PS10/23 – Complaints against the regulators (the Bank of England, the FCA, and the PRA)

PRA policy statement 10/23 ꞁ FCA policy statement 23/12
Published on 27 July 2023


The Financial Conduct Authority (FCA), the Prudential Regulation Authority (PRA), and the Bank of England (the Bank) (the Regulators) have a joint Complaints Scheme (the Scheme) under the Financial Services Act 2012 (the Act). The Scheme covers the complaints procedures of the Regulators, and also describes the role of the independent Financial Regulators Complaints Commissioner (the Complaints Commissioner). This is a Scheme for handling complaints against the Regulators, rather than complaints against the firms that we regulate. A Scheme for investigating complaints about the Regulators was first established under the Financial Services and Markets Act 2000 (FSMA) and has been in place since September 2001. The current Scheme dates in substance from 2013 (revised in 2016).

Complaints are a valuable source of feedback that help the Regulators improve and learn. The Regulators take all complaints about them seriously and welcome the transparency and accountability the Scheme provides. 

We launched the consultation in July 2020 with the aim of proposing a revised Scheme that was more user-friendly, using plain language to make it more understandable. We sought to improve the transparency of the Regulators’ approach to what we described as ‘ex-gratia’ compensatory payments, to help complainants understand what they can and cannot expect from the Scheme. This was in part a response to recommendations made by the former Complaints Commissioner to consult on improving the Scheme and in particular to clarify the Regulators’ approach to compensatory payments.

This is a joint policy statement by the FCA, the PRA and the Bank. It sets out our response to the feedback we received to the CP and details the final changes to the Scheme we are introducing.  

The statutory framework for the Scheme is set out in Part 6 of the Act, which requires us to maintain a Scheme for the investigation of complaints arising in connection with the exercise of, or failure to exercise, any of our ‘relevant functions’ as defined in section 85 of the Act. For the FCA and the PRA, broadly speaking, relevant functions include our authorisation, supervision, and enforcement functions and our operation of the Scheme, and in the case of the FCA only, maintaining the Financial Services Register. For the Bank, the complaint must relate to relevant functions in relation to recognised clearing houses, central securities depositaries, or inter-bank payment systems or wholesale cash distribution. Complaints about the exercise of the Regulators’ legislative functions, such as rule-making, the issuing of guidance/statements, and the processes for these, cannot be investigated under the Scheme as they are excluded from investigation by the Act. So far as reasonably practicable, the Scheme must be designed to investigate complaints quickly.
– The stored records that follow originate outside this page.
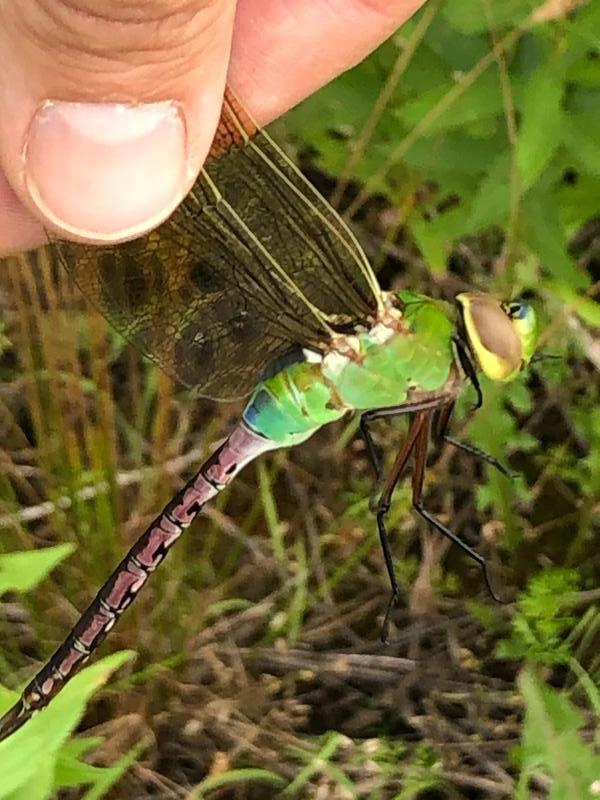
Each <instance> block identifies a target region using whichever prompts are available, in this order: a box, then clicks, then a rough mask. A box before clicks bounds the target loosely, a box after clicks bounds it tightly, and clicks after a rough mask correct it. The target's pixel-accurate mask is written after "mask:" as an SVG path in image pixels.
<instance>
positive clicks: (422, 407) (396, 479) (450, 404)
mask: <svg viewBox="0 0 600 800" xmlns="http://www.w3.org/2000/svg"><path fill="white" fill-rule="evenodd" d="M440 405H441V402H440V400H439V398H437V399H435V400H424V401H420V402H414V403H403V404H402V405H398V406H387V407H386V408H377V409H374V410H373V411H365V412H364V413H363V414H361V417H360V430H361V433H362V435H363V438H364V440H365V444H366V445H367V452H368V454H369V460H370V462H371V464H372V465H373V469H374V471H375V485H374V487H373V491H372V493H371V502H370V504H369V505H370V508H371V511H372V512H373V513H374V514H377V511H378V508H379V495H380V490H381V486H382V483H383V467H382V465H381V459H380V457H379V453H378V452H377V447H376V446H375V442H374V441H373V436H372V434H371V430H370V427H369V426H370V425H371V423H372V422H375V421H376V420H378V419H388V418H390V417H399V416H402V415H405V414H412V413H416V412H417V411H427V410H431V409H436V408H438V407H439V406H440ZM447 406H450V413H452V409H453V408H454V403H445V404H444V405H443V406H442V409H444V408H446V407H447ZM396 480H398V479H396Z"/></svg>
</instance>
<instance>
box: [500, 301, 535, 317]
mask: <svg viewBox="0 0 600 800" xmlns="http://www.w3.org/2000/svg"><path fill="white" fill-rule="evenodd" d="M502 308H503V309H504V311H505V313H506V315H507V316H508V317H510V319H525V317H526V316H527V311H528V308H529V306H528V305H527V303H523V302H522V301H521V300H513V301H511V302H510V303H504V304H503V306H502Z"/></svg>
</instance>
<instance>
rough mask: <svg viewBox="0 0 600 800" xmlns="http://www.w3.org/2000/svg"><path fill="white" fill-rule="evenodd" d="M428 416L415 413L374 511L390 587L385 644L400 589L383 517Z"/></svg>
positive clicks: (386, 619)
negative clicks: (392, 611)
mask: <svg viewBox="0 0 600 800" xmlns="http://www.w3.org/2000/svg"><path fill="white" fill-rule="evenodd" d="M430 414H431V411H417V412H416V414H415V417H414V419H413V421H412V422H411V425H410V428H409V429H408V434H407V436H406V439H405V440H404V442H403V444H402V447H401V448H400V451H399V452H398V455H397V456H396V460H395V461H394V465H393V467H392V469H391V472H390V474H389V477H388V479H387V481H386V483H385V486H384V488H383V492H382V493H381V497H380V498H379V503H378V507H377V510H376V518H377V530H378V531H379V540H380V542H381V548H382V550H383V557H384V560H385V566H386V569H387V572H388V576H389V579H390V584H391V587H392V593H391V596H390V601H389V603H388V607H387V609H386V612H385V617H384V618H383V625H382V626H381V641H382V642H384V643H385V644H387V643H388V642H389V631H390V619H391V616H392V611H393V610H394V608H395V607H396V605H397V604H398V600H399V599H400V588H399V586H398V580H397V578H396V571H395V569H394V561H393V558H392V552H391V548H390V542H389V538H388V535H387V531H386V529H385V517H386V515H387V513H388V512H389V510H390V505H391V501H392V495H393V494H394V489H395V488H396V486H397V484H398V481H399V480H400V476H401V474H402V472H403V470H404V468H405V466H406V464H407V462H408V459H409V458H410V454H411V453H412V451H413V449H414V447H415V443H416V442H417V441H418V439H419V436H420V435H421V431H422V429H423V427H424V428H425V431H426V432H427V430H428V420H429V416H430Z"/></svg>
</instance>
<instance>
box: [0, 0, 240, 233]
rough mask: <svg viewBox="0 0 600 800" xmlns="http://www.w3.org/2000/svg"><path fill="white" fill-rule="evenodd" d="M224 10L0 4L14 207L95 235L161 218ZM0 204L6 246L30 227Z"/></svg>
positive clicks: (0, 135) (187, 140)
mask: <svg viewBox="0 0 600 800" xmlns="http://www.w3.org/2000/svg"><path fill="white" fill-rule="evenodd" d="M134 7H135V8H134ZM234 10H235V9H234V1H233V0H195V2H193V1H192V0H180V2H173V0H145V2H141V0H140V2H139V3H138V4H137V5H136V4H134V3H127V4H123V3H122V2H121V0H72V1H71V2H69V3H64V2H60V1H59V0H54V2H48V1H47V2H44V3H41V2H39V0H20V2H19V3H2V4H0V52H2V54H3V66H2V71H1V73H0V163H1V164H2V168H3V170H4V173H5V175H6V177H7V179H8V182H9V184H10V186H11V187H12V190H13V191H14V193H15V194H16V196H17V197H18V198H19V200H20V201H21V203H23V205H24V206H25V207H26V208H28V209H29V210H31V211H32V212H33V213H34V214H36V215H37V216H38V217H41V218H42V219H43V221H44V223H45V224H46V225H48V226H49V227H52V228H54V229H58V230H59V231H61V232H65V233H67V234H69V235H74V236H77V237H86V238H91V239H93V240H96V241H106V240H112V241H114V240H117V239H123V238H131V237H132V236H135V235H138V234H139V233H141V232H143V231H144V230H147V229H148V228H150V227H153V226H155V225H156V224H158V222H160V221H161V220H162V219H164V218H166V217H167V216H168V215H169V214H170V213H171V211H172V210H173V209H174V208H175V206H176V205H177V204H178V203H179V202H180V201H181V199H182V198H183V196H184V195H185V193H186V192H187V191H188V190H189V188H190V186H191V185H192V183H193V181H194V178H195V176H196V174H197V172H198V170H199V168H200V166H201V164H202V162H203V160H204V158H205V156H206V153H207V151H208V148H209V146H210V142H211V139H212V135H213V132H214V128H215V126H216V122H217V119H218V113H219V109H220V105H221V97H222V93H223V88H224V84H225V75H226V70H227V64H228V59H229V49H230V39H231V31H232V26H233V19H234ZM0 191H1V186H0ZM0 205H1V206H3V207H8V208H9V209H10V208H12V212H11V216H12V217H13V220H14V226H15V230H16V231H17V233H15V234H14V235H13V237H12V238H13V241H12V244H13V245H14V244H15V242H18V239H19V237H21V238H23V239H24V240H26V239H27V238H28V237H30V236H31V233H32V229H31V227H30V226H29V225H28V224H27V223H26V222H25V219H26V218H25V217H24V216H21V215H20V214H19V213H18V211H17V208H16V207H15V205H14V199H11V198H10V196H9V195H8V196H7V192H6V190H5V191H4V192H2V193H1V194H0ZM5 226H6V225H4V227H5ZM9 238H10V237H9ZM5 242H6V239H5Z"/></svg>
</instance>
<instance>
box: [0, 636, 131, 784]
mask: <svg viewBox="0 0 600 800" xmlns="http://www.w3.org/2000/svg"><path fill="white" fill-rule="evenodd" d="M132 655H133V654H132V653H131V652H128V651H124V652H121V653H114V654H113V655H111V656H109V657H108V658H104V659H102V661H99V662H98V663H97V664H94V665H93V666H91V667H88V668H87V669H85V670H83V671H82V672H80V673H79V674H78V675H76V676H75V677H74V678H73V680H72V681H70V682H69V683H68V684H67V686H65V688H64V689H63V691H62V692H61V693H60V694H59V695H58V696H57V697H55V698H54V699H53V700H52V702H51V703H50V705H49V706H48V708H46V709H44V710H43V711H41V712H39V713H38V714H37V715H36V716H34V717H33V718H32V719H31V720H29V721H28V722H27V723H26V724H25V725H24V726H23V727H22V728H21V729H20V730H18V731H16V733H14V734H13V735H12V736H10V737H9V738H8V739H5V740H4V741H3V742H0V776H1V777H2V780H1V781H0V798H4V797H11V799H12V798H14V797H19V798H20V797H23V800H25V798H27V799H28V800H29V798H31V797H36V795H33V794H32V793H31V791H32V787H34V786H35V787H37V786H40V787H43V793H41V794H38V795H37V797H40V798H41V797H48V796H50V795H49V791H47V789H48V785H49V784H48V772H49V770H51V772H52V774H54V765H55V763H56V760H57V758H58V753H59V750H60V748H61V747H62V745H63V743H64V742H65V741H66V739H67V737H68V736H69V734H70V733H71V732H72V731H73V730H74V729H75V727H76V726H77V724H78V723H79V720H80V719H81V717H82V716H83V713H84V711H85V706H86V703H87V701H88V699H89V698H90V697H91V696H92V694H93V693H94V692H95V691H96V690H97V689H98V688H99V687H100V686H101V685H102V684H103V683H105V681H106V680H107V679H108V677H109V676H110V674H111V672H113V671H114V670H116V669H118V668H119V667H120V666H121V665H122V664H123V663H125V661H127V660H128V659H129V658H131V657H132ZM16 699H17V695H16V694H15V695H14V696H13V702H14V701H16ZM27 792H30V793H29V794H27Z"/></svg>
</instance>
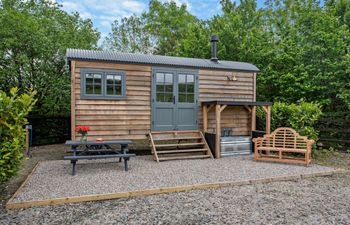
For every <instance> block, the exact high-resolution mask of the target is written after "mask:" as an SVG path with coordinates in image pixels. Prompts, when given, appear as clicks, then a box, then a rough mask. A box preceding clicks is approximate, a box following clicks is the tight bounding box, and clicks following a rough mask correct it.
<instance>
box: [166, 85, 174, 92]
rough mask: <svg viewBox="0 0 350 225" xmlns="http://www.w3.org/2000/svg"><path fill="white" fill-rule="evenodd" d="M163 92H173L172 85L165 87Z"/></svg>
mask: <svg viewBox="0 0 350 225" xmlns="http://www.w3.org/2000/svg"><path fill="white" fill-rule="evenodd" d="M165 92H173V85H165Z"/></svg>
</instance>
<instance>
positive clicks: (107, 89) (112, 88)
mask: <svg viewBox="0 0 350 225" xmlns="http://www.w3.org/2000/svg"><path fill="white" fill-rule="evenodd" d="M107 95H113V85H107Z"/></svg>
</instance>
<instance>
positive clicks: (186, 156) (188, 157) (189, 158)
mask: <svg viewBox="0 0 350 225" xmlns="http://www.w3.org/2000/svg"><path fill="white" fill-rule="evenodd" d="M208 158H211V156H210V155H186V156H170V157H164V156H163V157H159V161H166V160H176V159H208Z"/></svg>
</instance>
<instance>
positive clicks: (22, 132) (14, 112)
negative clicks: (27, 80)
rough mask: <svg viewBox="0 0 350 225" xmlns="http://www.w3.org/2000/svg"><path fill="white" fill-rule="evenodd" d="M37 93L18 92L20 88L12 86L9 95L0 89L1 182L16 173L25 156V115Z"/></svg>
mask: <svg viewBox="0 0 350 225" xmlns="http://www.w3.org/2000/svg"><path fill="white" fill-rule="evenodd" d="M35 94H36V92H35V91H29V92H28V93H24V94H18V88H12V89H11V91H10V93H9V95H7V94H6V93H5V92H3V91H0V137H1V138H0V182H3V181H6V180H8V179H9V178H10V177H11V176H13V175H14V174H16V172H17V171H18V168H19V166H20V163H21V161H22V159H23V158H24V157H23V147H24V144H25V128H24V127H25V125H26V124H27V119H26V118H25V116H27V115H28V113H29V112H30V111H31V110H32V107H33V106H34V104H35V102H36V100H35V99H34V96H35Z"/></svg>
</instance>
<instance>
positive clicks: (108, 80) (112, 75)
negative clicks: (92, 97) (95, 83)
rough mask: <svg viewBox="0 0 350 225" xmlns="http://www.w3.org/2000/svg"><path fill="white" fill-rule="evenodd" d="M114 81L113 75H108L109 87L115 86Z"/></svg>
mask: <svg viewBox="0 0 350 225" xmlns="http://www.w3.org/2000/svg"><path fill="white" fill-rule="evenodd" d="M113 80H114V78H113V75H107V85H109V84H113Z"/></svg>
We received 411 responses to the consultation. These came from individuals, consumer groups, firms, and trade bodies. We have included a list of non-confidential respondents in Annex 1. 

A large proportion of respondents did not support all our proposals concerning compensatory payments in recognition of financial loss. In particular, our proposals to introduce limits on compensatory payments save for exceptional circumstances were not welcomed. Several of the more detailed responses, mainly from organisations, also raised objections to the use of the ‘sole or primary’ cause condition when considering a payment in recognition of financial loss.
Respondents were generally supportive of our proposals in relation to compensatory payments for non-financial loss. Some respondents expressed the view that we should keep the levels under review. 

We received supportive overall feedback about the language being more understandable than the language in the current Scheme. Respondents told us that the diagrams proposed in the consultation were a useful addition. 

We have made changes to our proposals to reflect these comments where we agreed it would improve the accessibility of the revised Scheme and help to clarify our approach to compensatory payments.


We set out in the consultation that we would handle all complaints made after the revised Scheme comes into force under the revised Scheme. 

Existing complaints would continue to be handled under the current Scheme. Where the Complaints Commissioner provides a report to us about a complaint concluded before the revised Scheme comes into force on 1 November 2023, we would decide how to respond to the Complaints Commissioner’s report and any recommendations in line with Part 7 of the current Scheme.